As for the rest of the news it was dull in comparison. Wait, I tell a lie, it was crazy as usual. Get this, #Malema and #Holomisa made up a whole set of nasties to convince SA that the judiciary is corrupt. They probably used #ChatGPT to contrive a string of spurious allegations about the only department that works in South Africa. Oh, it gets worse. Omotoso, the child rapist, has a file on the judiciary’s “failures” too. It seems we missed the #TakeDownTheJudiciary memo.
Koko’s arrogance
The list of candidates for provincial leaders changes like uncontained mercury and people get shot. #Koko is so arrogant that he said it will take the judiciary 100 years to catch him; notice how he didn’t say he is innocent, ne? And then, because we haven’t had a good racism story in a while, some chop of a teenager used the K word and another high school got swarmed by the #EFF. Actually, I’ve found a role for the EFF: We should give them the job of policing racism.
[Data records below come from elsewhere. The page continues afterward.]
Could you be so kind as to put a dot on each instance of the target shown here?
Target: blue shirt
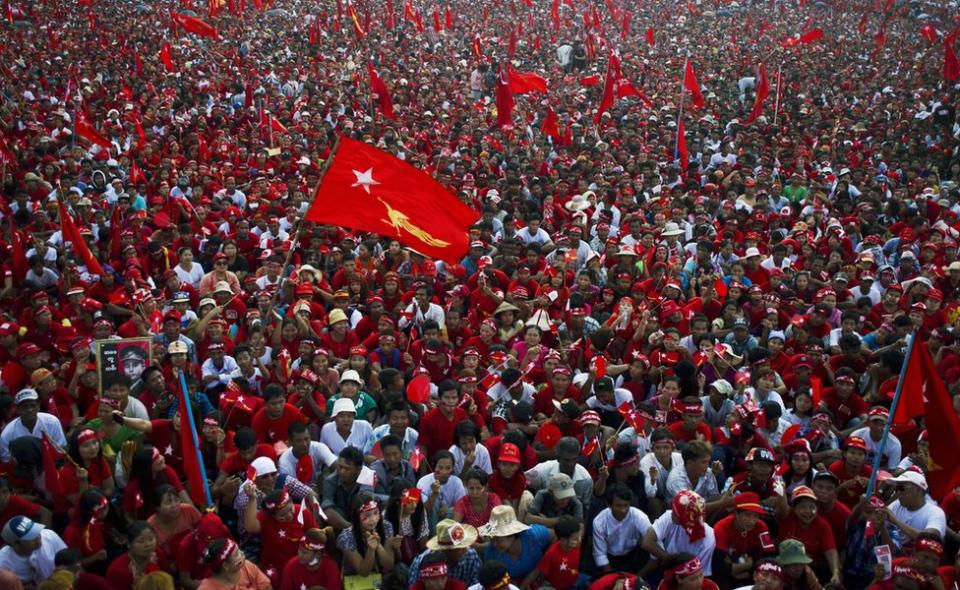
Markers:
(534, 541)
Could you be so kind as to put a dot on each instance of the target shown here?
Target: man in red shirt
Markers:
(275, 417)
(436, 427)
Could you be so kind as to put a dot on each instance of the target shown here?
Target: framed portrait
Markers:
(128, 357)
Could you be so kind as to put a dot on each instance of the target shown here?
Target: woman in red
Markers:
(311, 567)
(86, 469)
(683, 571)
(433, 574)
(142, 558)
(281, 527)
(805, 525)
Yes, they’re really good at that, acting all intimidating, dressed up like drum majorettes all coordinated and stuff, they would make a great Orwellian racism police. Anyway, that idiot just ruined his school and future career. Chop.
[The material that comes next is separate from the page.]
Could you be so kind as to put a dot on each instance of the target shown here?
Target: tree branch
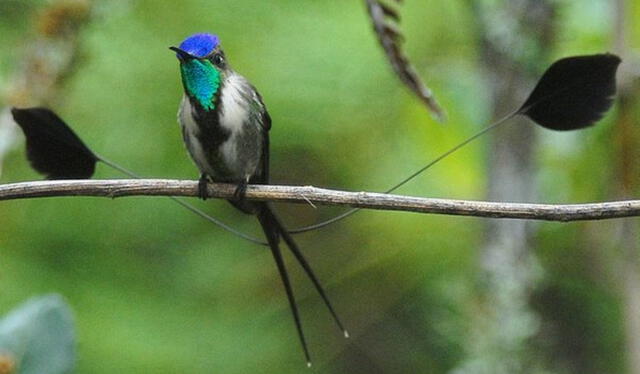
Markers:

If that was not enough, get this, one single instigator was found guilty of the entire #JulyInsurrection, and he shares a surname with Zuma, but that’s all. What a joke! One person brought South Africa to its knees, trembling with fear, and his name was #Zuma but not the one you saw in court. #InsurrectionDeflection
Black Friday flop
Black Friday was an absolute sellout, and when I say sell out, I mean a total flop. Our stock market did not crash, it’s not 1929. But the consumer has hit the wall and now … nothing. So, we never had the money for #BlackFriday and besides that, even if we did have the money, we didn’t have the internet or the electricity to get on to a platform to buy what we wanted.
And then there was this horrific story about #ImpalaPlatinum and how 11 people lost their lives and many were injured in a mining disaster. It is amazing how people put their lives on the line for tiny pieces of metal, going deep down into the earth to cut out nuggets for the new rich.
Back on the surface, the most disgusting and horrific story I’ve read in a very long time: a man who called himself the ‘most charming psychopath’ went to his next door neighbour, stabbed her and chopped up her body into nine pieces so that he could take her car to pay off a drug debt. He chucked her head out the window while he was driving.
Musk madness
What kind of people are these? Charming psychopaths? I’m not so sure about that. There is also the horrific murder of Pastor Liesel de Jager who was found dead in her driveway and when the trial got to court the accused is none other than her husband. How sick is sick?
Across the waters, Kissinger died at the age of 100. Many screamed for him to be the tried for war crimes, but nothing ever happened, and he lived on to be a 100. He probably got a letter from the queen. There were hostage releases between Gaza and Israel and today the war is back on and the bombing has resumed.
Obviously, there’s a lot more to say about that. Elon #Musk was invited by #Netanyahu to come and see the reason why Israel is bombing #Gaza, and while Elon sat there gormless, no emotion on his face, but that is Elon (he’s a robot), he sucked it up and then refused #Hamas’ invite to visit #Gaza (can’t blame him).
He went back to X’s headquarters and in a television interview; the anchor asked what #Elon was going to do about all the advertising money he was losing due to his perceived leniency towards anti-Semitism. #Musk, true to form, used some seriously colourful language to tell those advertisers exactly what to do with their money.
He also asked a serious question, “Are you trying to blackmail me with money, seriously?” Well are they? He’s the richest man in the world guys, wake up. So silly, isn’t it? Take the weekend off.
I’m Tonya Khoury and thank you for scratching the surface with me and Acumen Media.